Psychometricians have proposed using the time taken on a given item to update the provisional estimate of an examinee's ability in computer-adaptive testing. Taking into temporal information should thus extract more information from a fixed number of items. I do not know if any operational testing programs have actually incorporated a proposal of this kind.; 9:54 AM
saucyskeptic said...: ROFL! Y'all are amusingly obsessed (OBSESSED!) with your own brilliance and the need for proof thereof.

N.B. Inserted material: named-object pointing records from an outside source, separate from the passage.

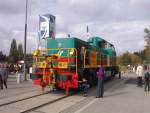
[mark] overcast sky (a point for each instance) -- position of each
(121, 22)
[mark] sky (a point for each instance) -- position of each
(121, 22)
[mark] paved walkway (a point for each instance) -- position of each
(125, 98)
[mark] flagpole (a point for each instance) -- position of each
(25, 40)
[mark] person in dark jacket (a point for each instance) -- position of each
(100, 84)
(147, 80)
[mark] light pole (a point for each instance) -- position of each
(25, 40)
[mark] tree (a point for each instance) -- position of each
(13, 53)
(20, 52)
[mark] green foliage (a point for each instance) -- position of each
(129, 59)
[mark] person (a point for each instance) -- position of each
(139, 72)
(3, 76)
(82, 56)
(85, 86)
(18, 77)
(100, 84)
(147, 80)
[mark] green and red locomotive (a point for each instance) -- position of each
(66, 61)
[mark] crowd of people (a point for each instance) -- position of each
(6, 69)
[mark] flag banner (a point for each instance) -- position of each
(47, 26)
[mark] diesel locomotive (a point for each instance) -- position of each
(66, 61)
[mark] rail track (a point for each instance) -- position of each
(42, 105)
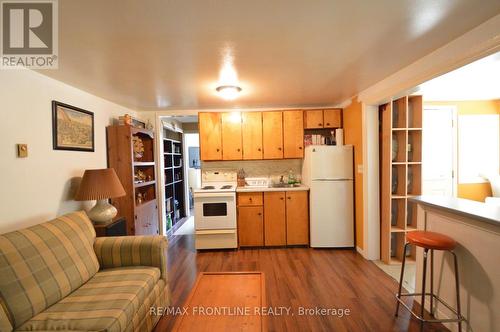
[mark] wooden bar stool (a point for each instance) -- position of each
(430, 241)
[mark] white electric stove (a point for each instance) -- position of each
(215, 210)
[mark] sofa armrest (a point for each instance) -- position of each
(5, 321)
(121, 251)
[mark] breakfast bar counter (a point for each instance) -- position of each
(476, 228)
(249, 189)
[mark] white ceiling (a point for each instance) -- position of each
(158, 54)
(479, 80)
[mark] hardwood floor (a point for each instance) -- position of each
(299, 277)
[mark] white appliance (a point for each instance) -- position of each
(215, 210)
(328, 171)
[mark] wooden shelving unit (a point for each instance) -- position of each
(139, 206)
(174, 175)
(401, 174)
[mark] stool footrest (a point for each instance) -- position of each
(422, 319)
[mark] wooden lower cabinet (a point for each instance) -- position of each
(250, 226)
(274, 219)
(297, 218)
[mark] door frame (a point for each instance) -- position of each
(475, 44)
(454, 119)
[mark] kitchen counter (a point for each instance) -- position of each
(249, 189)
(476, 228)
(463, 207)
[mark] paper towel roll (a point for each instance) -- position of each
(339, 136)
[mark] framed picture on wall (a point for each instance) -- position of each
(72, 128)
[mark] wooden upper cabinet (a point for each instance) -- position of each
(293, 134)
(297, 218)
(210, 136)
(272, 134)
(274, 218)
(231, 136)
(313, 119)
(252, 135)
(332, 118)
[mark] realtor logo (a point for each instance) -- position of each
(29, 34)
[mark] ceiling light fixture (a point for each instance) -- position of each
(228, 92)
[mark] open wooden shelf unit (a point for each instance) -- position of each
(401, 174)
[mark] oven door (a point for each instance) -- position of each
(215, 211)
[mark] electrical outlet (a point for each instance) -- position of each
(22, 150)
(360, 168)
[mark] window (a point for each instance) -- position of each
(478, 147)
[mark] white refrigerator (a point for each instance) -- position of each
(328, 171)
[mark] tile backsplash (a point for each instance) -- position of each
(258, 168)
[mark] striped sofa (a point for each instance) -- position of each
(59, 276)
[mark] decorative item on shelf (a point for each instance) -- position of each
(339, 136)
(395, 115)
(394, 180)
(394, 214)
(139, 197)
(100, 185)
(177, 211)
(127, 120)
(169, 221)
(409, 180)
(138, 147)
(409, 214)
(241, 177)
(307, 140)
(393, 245)
(394, 148)
(139, 176)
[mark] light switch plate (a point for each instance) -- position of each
(22, 150)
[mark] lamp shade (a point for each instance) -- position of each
(99, 184)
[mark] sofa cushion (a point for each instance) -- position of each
(107, 302)
(41, 265)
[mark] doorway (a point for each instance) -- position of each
(439, 146)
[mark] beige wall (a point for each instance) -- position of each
(353, 134)
(473, 191)
(39, 187)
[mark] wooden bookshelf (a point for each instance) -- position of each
(401, 174)
(139, 206)
(174, 175)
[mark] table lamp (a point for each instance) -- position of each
(100, 185)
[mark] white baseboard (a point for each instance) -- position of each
(440, 314)
(361, 251)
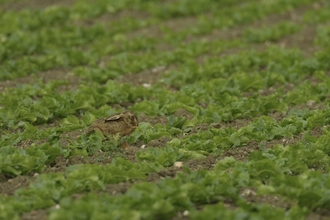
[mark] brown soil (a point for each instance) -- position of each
(302, 40)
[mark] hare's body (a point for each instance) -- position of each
(123, 124)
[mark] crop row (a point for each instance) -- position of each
(48, 47)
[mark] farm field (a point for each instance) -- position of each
(232, 98)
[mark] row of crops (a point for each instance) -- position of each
(214, 77)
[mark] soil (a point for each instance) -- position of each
(302, 40)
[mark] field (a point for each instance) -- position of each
(232, 99)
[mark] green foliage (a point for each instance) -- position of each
(198, 91)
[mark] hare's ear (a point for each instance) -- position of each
(113, 118)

I look forward to watching the talk. A thought on the use of LSAT scores -- I smoked the LSAT... but that was way back in 1990. Year by year the LSAT has become much harder. Perhaps the exam administrator (is that LSAC?) has a meaningful way to compare scores from different years but I suspect you'll run into the same "low ceiling" problem with old LSAT scores that you have with SAT scores.; 10:38 AM
William_JD said...: My SAT scores make me an automatic qualifier, but how will you verify this claim?; 12:38 PM
5371 said...: Free beer ought to be a bigger draw than free genotyping.; 1:49 PM
ben_g said...: James, thanks for the response..

First, is my example really a case of population stratification? I thought population stratification required that there be sub-populations with systematic differences in allele frequencies outside of the genes that have an effect. What I raised would be a problem even if the high IQ people only correlated on the IQ effect genes.. So I don't see how it can be controlled for in the same way as typical population stratification.

Second, isn't using principle components to control for population structure not without controversy? For example, see this criticism of the method http://www.cell.com/AJHG/retrieve/pii/S0002929711002187; 2:09 PM
James Lee said...: Thanks for bringing that letter to our attention.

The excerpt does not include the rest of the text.